Ich sitze hier und lese Deine schönen Texte, ganz beseelt, und starte damit in einen wunderbaren Tag. Danke dafür!

Bernd - Neunkrichen
Vor 2 Monate

Hi Johanna
Ich stöbere gerade in deinen Berichten - und eine Stelle, sie ist schon über zwei Wochen her, ist mir besonders eingegangen: Miriam, vom Campingplatz, über die du sagtest, sie strahle aus "Ich weiß, wer ich bin!" ... und alle wollten von ihr gesehen werden
Wunderhübsch und eingehend dieser Eindruck

Liebe Grüße aus Neunkirchen - Bernd :-)

Carsten
Vor 2 Monate

Hi Johanna,
da schaue ich gerade seit langem wieder in deinen Blog und hab mich sehr gefreut auch drin aufzutauchen 😄
Es war echt mega cool dich zu treffen und Erlebnisse mit dir zu teilen. Echt toll jetzt auch noch mehr von dir lesen zu können.
Wir waren tatsächlich am Roche des Corbeaux!
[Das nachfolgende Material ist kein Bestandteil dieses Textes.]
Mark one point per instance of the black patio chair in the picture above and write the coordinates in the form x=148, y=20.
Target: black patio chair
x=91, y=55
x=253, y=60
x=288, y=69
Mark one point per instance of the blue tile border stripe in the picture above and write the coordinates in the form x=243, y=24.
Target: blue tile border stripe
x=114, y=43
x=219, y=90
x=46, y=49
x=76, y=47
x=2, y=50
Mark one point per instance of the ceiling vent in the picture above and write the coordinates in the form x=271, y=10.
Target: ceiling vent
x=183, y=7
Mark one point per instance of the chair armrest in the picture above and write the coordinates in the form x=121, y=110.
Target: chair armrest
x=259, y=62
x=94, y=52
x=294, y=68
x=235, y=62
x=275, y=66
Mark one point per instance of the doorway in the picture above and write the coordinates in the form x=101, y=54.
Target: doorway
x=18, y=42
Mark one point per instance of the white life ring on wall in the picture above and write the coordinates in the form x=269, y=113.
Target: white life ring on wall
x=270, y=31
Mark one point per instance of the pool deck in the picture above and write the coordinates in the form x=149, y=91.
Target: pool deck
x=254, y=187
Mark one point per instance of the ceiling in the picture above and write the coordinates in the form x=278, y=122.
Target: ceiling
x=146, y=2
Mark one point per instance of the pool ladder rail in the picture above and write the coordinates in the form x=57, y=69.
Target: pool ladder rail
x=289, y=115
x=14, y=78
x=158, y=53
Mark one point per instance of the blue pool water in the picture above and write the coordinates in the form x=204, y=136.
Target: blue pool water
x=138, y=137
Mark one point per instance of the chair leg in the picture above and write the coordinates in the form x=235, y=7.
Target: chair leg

Das war echt ein super Spot und es war wundervoll dort im Freien zu schlafen und im Sonnenaufgang zu frühstücken.
Wir sind mittlerweile seit fast zwei Wochen wieder im Alltagstrott in Aachen, erinnern uns aber gerne zurück an die tolle Tour und die tolle Begegnung.
Ich wünsche dir noch viele weitere schöne Erlebnisse und dass du die Zeit weiterhin genießen kannst.